Crawlee
Security checks across static analysis, malware telemetry, and agentic risk
Overview
This is a benign instruction-only Crawlee guide, but it documents scraping automation, package installation, and persistent crawler storage that users should configure responsibly.
Install or use this skill if you intend to build Crawlee-based scrapers. Before running generated crawler code, confirm you are authorized to scrape the target site, set clear crawl limits, use trusted and preferably pinned dependencies, and protect any stored datasets, proxy credentials, cookies, or session state.
Static analysis
No static analysis findings were reported for this release.
VirusTotal
VirusTotal findings are pending for this skill version.
Risk analysis
Artifact-based informational review of SKILL.md, metadata, install specs, static scan signals, and capability signals. ClawScan does not execute the skill or run runtime probes.
The skill may help build crawlers that visit many pages or work around blocking mechanisms, so misuse could create legal, terms-of-service, or operational issues for website owners.
The skill explicitly covers scraping automation, proxy/session handling, and anti-bot topics. These capabilities are central to Crawlee guidance, but they can be misused against websites if not scoped and authorized.
automate browser navigation, handle anti-bot blocking, manage proxies or sessions for scraping ... "bypass bot detection"
Use it only for authorized scraping, respect robots.txt and site terms where applicable, and set limits on domains, request counts, concurrency, and data collection.
Running the setup commands will install third-party dependencies and, for Playwright, browser binaries on the user's machine.
The skill provides user-directed setup commands that install packages and browser dependencies from external package ecosystems. This is expected for a Crawlee guide, but it still depends on trusted package sources.

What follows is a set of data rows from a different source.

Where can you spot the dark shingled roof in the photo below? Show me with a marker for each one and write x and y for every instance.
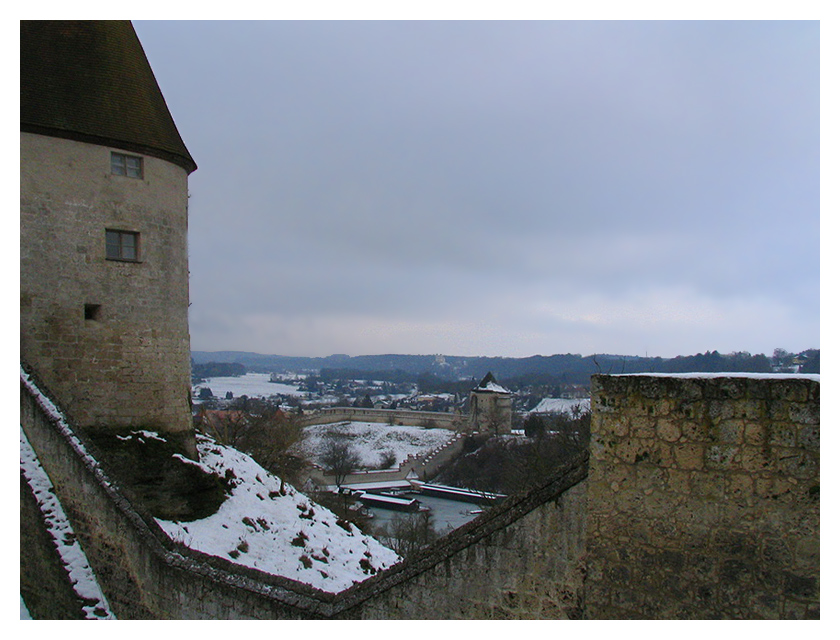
(90, 81)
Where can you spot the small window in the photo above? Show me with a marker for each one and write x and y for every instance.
(92, 311)
(129, 166)
(122, 245)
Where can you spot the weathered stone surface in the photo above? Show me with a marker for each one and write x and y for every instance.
(733, 530)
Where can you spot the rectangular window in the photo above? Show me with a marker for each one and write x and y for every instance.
(129, 166)
(122, 245)
(92, 311)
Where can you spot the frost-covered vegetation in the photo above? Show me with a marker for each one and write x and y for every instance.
(272, 527)
(373, 441)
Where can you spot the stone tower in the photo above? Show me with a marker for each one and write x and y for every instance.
(104, 290)
(491, 407)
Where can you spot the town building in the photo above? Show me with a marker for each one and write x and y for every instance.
(491, 406)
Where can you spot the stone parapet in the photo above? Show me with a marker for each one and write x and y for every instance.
(704, 497)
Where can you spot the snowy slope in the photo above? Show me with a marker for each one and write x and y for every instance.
(253, 385)
(372, 439)
(286, 535)
(560, 405)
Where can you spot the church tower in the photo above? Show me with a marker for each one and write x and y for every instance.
(104, 282)
(491, 407)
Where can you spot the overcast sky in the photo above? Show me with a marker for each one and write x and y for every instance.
(498, 188)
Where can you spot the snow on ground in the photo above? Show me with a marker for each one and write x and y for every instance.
(372, 439)
(560, 405)
(253, 385)
(59, 527)
(286, 535)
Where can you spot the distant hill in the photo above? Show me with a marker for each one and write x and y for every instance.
(563, 368)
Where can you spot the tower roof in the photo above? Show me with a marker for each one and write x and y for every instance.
(488, 384)
(90, 81)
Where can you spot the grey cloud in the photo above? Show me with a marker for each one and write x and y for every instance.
(412, 171)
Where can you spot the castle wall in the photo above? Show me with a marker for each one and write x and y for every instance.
(521, 557)
(702, 501)
(522, 563)
(703, 498)
(129, 365)
(143, 574)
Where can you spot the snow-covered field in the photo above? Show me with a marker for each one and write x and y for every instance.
(253, 385)
(560, 405)
(279, 532)
(371, 440)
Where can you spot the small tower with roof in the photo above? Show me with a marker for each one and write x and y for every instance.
(491, 407)
(104, 279)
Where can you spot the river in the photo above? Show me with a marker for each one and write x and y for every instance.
(447, 514)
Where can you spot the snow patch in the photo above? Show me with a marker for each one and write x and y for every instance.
(270, 526)
(373, 439)
(58, 525)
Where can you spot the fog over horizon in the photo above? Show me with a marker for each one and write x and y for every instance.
(498, 188)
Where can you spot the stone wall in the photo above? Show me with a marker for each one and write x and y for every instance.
(521, 557)
(47, 592)
(703, 498)
(142, 572)
(702, 501)
(521, 560)
(129, 364)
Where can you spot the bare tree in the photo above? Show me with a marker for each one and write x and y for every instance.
(260, 430)
(407, 534)
(339, 458)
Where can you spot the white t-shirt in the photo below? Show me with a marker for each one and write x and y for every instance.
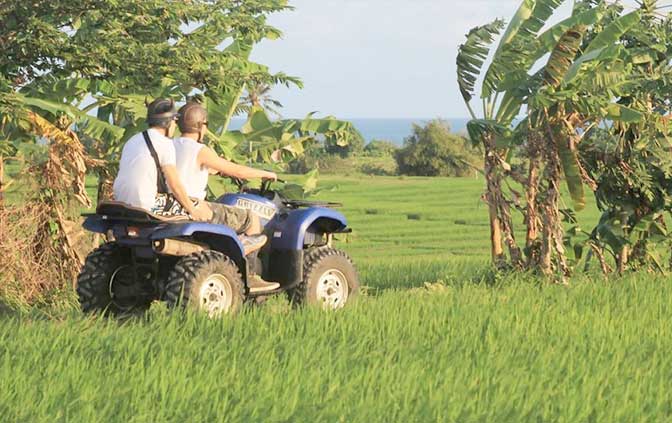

npx crawlee create my-crawler ... npm install crawlee playwright ... pip install 'crawlee[playwright]' ... playwright install
Install from trusted registries, review generated projects before running them, and consider pinning package versions in production projects.
Crawler output, cookies, and session state may remain on disk and could expose sensitive scraped content or authenticated session details if users crawl logged-in pages.
The Crawlee reference documents persistent crawler state, storage, and cookie/session handling. This is purpose-aligned for crawling, but it can retain scraped data or session information across requests or runs.
persistCookiesPerSession: true ... storageDir: './storage' ... persistStateIntervalMillis: 60_000
Store crawler data in a controlled directory, avoid saving unnecessary cookies or sensitive page data, and purge datasets/session stores when no longer needed.